Again, looking at whether we have enough input our output sample points it not the only deciding factor as to whether we dither or not (my clarification to your previous argument). But rather, whether at any time during conversion, you wind up with more accuracy than you are representing in the output.

Let's look at a simple example. Let's say I have an audio system which has integer levels from 0 to 100. I then add a digital volume control to it and set that to 0.3 and the input value is 3.0. The gain stage multiplies 0.3 by 3 and gets 0.9. Do you think you should dither or not? Note that I have not changed anything as far as the number of inputs and outputs. We still have a scale of 0 to 100 regardless.

The answer is of course we have to dither. Otherwise, you get the bad sound that digital volume controls are known for.

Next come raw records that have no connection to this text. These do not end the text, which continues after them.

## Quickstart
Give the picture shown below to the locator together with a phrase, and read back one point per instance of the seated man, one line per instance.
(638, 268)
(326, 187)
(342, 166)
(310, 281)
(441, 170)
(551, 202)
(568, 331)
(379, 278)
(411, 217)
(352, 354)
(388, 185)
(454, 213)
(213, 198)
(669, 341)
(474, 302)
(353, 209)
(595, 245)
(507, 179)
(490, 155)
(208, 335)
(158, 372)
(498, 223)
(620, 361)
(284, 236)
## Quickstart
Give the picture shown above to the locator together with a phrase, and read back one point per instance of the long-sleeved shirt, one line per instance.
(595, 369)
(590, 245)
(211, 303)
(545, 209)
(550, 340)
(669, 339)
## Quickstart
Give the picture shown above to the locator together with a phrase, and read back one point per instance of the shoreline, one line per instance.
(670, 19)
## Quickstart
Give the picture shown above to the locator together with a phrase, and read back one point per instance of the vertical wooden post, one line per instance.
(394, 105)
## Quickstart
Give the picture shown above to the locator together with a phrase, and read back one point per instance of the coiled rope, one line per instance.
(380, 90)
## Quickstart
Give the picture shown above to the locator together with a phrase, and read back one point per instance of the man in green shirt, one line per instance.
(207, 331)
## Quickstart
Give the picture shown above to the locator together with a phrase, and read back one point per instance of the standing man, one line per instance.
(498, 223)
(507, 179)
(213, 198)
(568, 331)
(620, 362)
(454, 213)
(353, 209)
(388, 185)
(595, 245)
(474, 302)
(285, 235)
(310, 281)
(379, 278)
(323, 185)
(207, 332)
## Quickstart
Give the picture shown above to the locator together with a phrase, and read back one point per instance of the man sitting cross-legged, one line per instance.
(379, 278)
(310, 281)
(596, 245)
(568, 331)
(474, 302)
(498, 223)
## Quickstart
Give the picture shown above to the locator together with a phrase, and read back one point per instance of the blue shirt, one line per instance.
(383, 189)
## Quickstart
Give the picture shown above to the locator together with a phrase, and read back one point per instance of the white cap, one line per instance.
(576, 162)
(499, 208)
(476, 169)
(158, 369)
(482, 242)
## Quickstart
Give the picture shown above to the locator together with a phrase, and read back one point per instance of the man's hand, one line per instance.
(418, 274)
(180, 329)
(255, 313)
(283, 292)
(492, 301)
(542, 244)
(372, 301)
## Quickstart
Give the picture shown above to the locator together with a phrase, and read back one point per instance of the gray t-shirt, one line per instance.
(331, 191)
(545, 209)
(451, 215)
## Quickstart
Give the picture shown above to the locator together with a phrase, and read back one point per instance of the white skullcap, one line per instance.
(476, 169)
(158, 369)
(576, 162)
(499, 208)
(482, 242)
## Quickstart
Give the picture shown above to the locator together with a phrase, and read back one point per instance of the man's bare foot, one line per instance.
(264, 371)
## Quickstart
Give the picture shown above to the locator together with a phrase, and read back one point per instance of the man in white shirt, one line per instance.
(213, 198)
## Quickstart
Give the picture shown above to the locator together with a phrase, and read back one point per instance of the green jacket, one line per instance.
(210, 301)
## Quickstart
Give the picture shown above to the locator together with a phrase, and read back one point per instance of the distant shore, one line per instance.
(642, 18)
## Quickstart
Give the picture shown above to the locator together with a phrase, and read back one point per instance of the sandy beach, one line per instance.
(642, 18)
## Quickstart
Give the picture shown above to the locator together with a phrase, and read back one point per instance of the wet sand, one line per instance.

So to the extent you are going to generate fractional results as you showed in your example to me, you must dither. 87.67488737487 or whatever the value is, cannot be represented in 10 bits any more than it is in 8 bits. Both are whole integer numbers and can't hold the fractions in that floating point value.


Let's look at this example.

Assume we have a ramp in the smaller space that goes from 0 to 10: That would give us:
0 1 2 3 4 5 6 7 8 9 10

Now let's say we double the number of steps in a new space. If we just map them as is, here is what we get:

0 0 1 1 2 2 3 3 4 4 5 5 6 6 7 7 8 8 9 9 10 10

Does this look right to you? If the display properly shows all the new levels, do you think you still have a smooth ramp?

You didn't.


I've found the flaw on my logic, and it wasn't that. I was forgetting that 8bit RGB does not map exactly to 10bit YCbCr.
We can have all the number of colors representable by 8bit RGB represented in 10 bit YCbCr, without loosing any of it, but they will not represent the exact same colors, because that would be lost during the rounding process. If no further processing ocurred in the 10 bit YCbCr before we converting back to 8bit RGB, then it would be better not dithering, because due to the rounding being performed the same way back, the exact colors would be retrieved, but that's not what's happening, so we should dither.

I'm very sorry if I have confused anyone...

Edit: amirm, as you probably will see, I already discovered where was my flaw before your post... Thanks anyway.

When I said 1:1 mapping, I was not saying bit:bit mapping, like you are doing in your example. In your example, you decrease the dynamic of the original signal. The bigger bit depth increases level resolution, not the highest and lowest values.

Sort of agreed but really dither is useful any time the answer cannot be represented exactly in the target system. For instance working in 16 bit color doing a simple average of two adjacent pixels values for whatever reason the answer could come out to something and a half and it could be beneficial to dither it. Doing so would both decorrelate errors (hide banding) and also reduce the error of the average in any area.

I'm not sure whether your wording was already intended to cover that case.

- Tom

You're right, of course. Personally, I like the idea of running all processing algorithms in the highest bitdepth your hardware can handle, ideally 32bit or even 64bit floating point, and then to dither down to the target bitdepth as the last step. This way you don't have to dither during processing, but only once at the end of the processing chain.